I understand, to each his own. If my trade takes off, then I will ride it, but only if it was after the retest, which invariably occurs at support or resistance, no matter what the time frame. Otherwise, I book the first rip. I more quiet markets, I will split the trade up, always leaving a runner on. But that did not work very well this week, at least for me. It was all hit and run. I am chicken, but I have had too many drawdowns in my life to know how hard it is to come back.
That was my point. Enforcing a thread stop of 4 points? I went long at 37 to 74 with less that a 2 point draw. What if it had been 5? That's still better than 6:1.
I use a -2.00 point initial stop in ES trades now, -1.5 point during dull markets.

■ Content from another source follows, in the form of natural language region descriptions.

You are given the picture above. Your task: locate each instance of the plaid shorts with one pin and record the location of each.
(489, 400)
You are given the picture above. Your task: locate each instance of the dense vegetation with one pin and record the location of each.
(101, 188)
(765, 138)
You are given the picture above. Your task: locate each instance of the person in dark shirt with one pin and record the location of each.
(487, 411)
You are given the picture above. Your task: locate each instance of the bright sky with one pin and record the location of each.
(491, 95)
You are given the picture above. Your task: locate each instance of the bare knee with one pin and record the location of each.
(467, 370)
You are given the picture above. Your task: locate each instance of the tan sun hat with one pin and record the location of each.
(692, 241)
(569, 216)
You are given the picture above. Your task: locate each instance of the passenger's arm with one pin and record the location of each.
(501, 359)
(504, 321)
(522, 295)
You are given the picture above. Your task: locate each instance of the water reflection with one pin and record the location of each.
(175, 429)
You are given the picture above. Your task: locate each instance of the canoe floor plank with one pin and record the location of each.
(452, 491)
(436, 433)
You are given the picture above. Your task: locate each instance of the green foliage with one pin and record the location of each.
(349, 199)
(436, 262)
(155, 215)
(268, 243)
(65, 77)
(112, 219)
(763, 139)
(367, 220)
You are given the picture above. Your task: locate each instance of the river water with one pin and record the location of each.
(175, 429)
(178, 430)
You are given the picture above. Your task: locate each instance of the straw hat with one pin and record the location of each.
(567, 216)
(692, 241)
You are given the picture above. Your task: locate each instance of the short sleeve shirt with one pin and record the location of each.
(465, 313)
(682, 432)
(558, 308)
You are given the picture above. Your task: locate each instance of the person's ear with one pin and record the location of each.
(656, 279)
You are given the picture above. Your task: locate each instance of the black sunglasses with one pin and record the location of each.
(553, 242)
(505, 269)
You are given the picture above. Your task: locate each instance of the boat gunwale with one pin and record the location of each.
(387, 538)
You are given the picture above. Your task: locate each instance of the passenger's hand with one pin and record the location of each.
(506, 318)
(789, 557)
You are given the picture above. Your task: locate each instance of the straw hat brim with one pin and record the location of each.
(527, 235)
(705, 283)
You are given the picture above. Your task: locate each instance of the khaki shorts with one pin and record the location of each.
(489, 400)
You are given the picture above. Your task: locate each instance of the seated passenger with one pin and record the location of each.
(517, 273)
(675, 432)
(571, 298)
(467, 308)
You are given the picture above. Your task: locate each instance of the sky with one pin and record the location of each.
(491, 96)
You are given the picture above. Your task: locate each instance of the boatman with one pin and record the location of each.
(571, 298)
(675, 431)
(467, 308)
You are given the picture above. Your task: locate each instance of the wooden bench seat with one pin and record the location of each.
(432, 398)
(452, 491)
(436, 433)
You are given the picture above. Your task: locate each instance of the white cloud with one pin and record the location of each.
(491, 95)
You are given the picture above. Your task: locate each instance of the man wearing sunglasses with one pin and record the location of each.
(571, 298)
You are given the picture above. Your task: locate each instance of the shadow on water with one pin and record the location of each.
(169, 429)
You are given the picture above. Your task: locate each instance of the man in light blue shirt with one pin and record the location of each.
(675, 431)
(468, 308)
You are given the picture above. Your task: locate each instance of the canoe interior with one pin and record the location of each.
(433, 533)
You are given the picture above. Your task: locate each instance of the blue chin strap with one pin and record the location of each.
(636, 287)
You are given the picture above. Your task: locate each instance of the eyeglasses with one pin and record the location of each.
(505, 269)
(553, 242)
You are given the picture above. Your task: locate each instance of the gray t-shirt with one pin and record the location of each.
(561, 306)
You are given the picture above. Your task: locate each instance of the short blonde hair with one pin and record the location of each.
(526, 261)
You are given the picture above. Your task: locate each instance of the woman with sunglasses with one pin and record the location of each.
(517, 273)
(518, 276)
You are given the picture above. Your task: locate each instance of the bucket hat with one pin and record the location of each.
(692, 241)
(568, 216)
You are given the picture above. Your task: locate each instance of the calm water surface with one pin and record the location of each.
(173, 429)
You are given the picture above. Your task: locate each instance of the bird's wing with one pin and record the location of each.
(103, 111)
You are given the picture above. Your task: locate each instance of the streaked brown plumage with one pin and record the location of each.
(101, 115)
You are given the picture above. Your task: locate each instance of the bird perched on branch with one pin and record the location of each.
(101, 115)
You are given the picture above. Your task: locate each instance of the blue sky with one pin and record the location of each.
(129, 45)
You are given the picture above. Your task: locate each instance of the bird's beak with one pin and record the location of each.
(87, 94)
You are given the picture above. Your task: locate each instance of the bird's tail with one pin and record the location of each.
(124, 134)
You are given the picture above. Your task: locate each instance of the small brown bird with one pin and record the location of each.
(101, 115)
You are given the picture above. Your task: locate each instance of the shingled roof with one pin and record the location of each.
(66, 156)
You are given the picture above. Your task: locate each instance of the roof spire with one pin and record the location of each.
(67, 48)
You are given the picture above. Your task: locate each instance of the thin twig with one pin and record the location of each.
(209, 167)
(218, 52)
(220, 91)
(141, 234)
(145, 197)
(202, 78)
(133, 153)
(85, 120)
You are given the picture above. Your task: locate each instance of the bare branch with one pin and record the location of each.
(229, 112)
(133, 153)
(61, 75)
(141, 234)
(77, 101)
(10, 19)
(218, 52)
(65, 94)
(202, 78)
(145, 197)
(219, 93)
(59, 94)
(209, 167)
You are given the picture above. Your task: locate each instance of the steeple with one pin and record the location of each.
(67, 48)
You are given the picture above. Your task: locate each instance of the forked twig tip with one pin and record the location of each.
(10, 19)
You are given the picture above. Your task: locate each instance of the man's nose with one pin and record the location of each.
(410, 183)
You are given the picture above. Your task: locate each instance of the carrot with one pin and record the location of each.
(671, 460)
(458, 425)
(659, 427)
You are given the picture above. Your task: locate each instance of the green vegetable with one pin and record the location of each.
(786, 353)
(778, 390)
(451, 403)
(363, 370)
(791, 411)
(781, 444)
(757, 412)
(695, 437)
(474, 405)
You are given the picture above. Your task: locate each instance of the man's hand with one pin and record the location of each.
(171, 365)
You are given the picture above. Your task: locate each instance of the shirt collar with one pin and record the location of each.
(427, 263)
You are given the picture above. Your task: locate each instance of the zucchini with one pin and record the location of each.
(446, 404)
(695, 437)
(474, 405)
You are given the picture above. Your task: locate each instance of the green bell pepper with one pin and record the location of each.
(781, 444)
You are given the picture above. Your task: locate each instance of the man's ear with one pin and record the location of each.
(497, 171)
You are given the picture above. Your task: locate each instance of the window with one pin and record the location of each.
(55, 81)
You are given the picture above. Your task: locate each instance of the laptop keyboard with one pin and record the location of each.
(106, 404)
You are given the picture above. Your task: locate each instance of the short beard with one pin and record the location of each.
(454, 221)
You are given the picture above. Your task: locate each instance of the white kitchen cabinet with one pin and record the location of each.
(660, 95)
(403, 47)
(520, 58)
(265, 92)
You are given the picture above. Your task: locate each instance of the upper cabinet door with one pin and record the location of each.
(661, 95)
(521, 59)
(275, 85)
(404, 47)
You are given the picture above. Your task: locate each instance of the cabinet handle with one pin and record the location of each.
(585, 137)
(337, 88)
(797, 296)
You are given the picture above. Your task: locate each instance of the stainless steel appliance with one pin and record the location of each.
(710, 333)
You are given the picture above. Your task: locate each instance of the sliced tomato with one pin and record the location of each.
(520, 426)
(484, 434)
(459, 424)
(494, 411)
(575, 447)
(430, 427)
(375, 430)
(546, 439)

My personal preference is a 1,000 tick chart but that really doesn't matter much... could be a whole slew of similar choices, 1min or 2min, 5k volume, 620 tick, etc The key to stops are entries. If your entry is precise and timed correctly, stops work. If your entry is off, no distance width in stops will make up the difference. "Something bought right is already half sold" is an old saying for good reason. It's not uncommon for a trade sequence to go -2pt, 0pt and +10pt on three entry attempts before price takes off. Many times, those -2pt or 0pt scratches went -5pt or -6pt against before price returned to direction. Wide stops won't make up for poor entries. Correct entries with precision, and sometimes the same entry two - three times before it takes off is the key.
I agree 100%. And there were tons of clean set ups this week that did not require wide stops, just discipline and patience. One caveat: if my entry is right at support or resistance, by the tick if lucky, then I am weary of the 2 point stop, as it will invariably get targeted.
I am not one to do stops of =< 2. or really 3 or 4 for that matter. Doesn't work for me. I balance the risk, by lower position size and trade off of longer time frames (except in crazy markets like the last few days where my charts are shorter time frames). I have not found that tight stops are an assurance for a better entry. Nor have I found wider stops correlate with poor entries.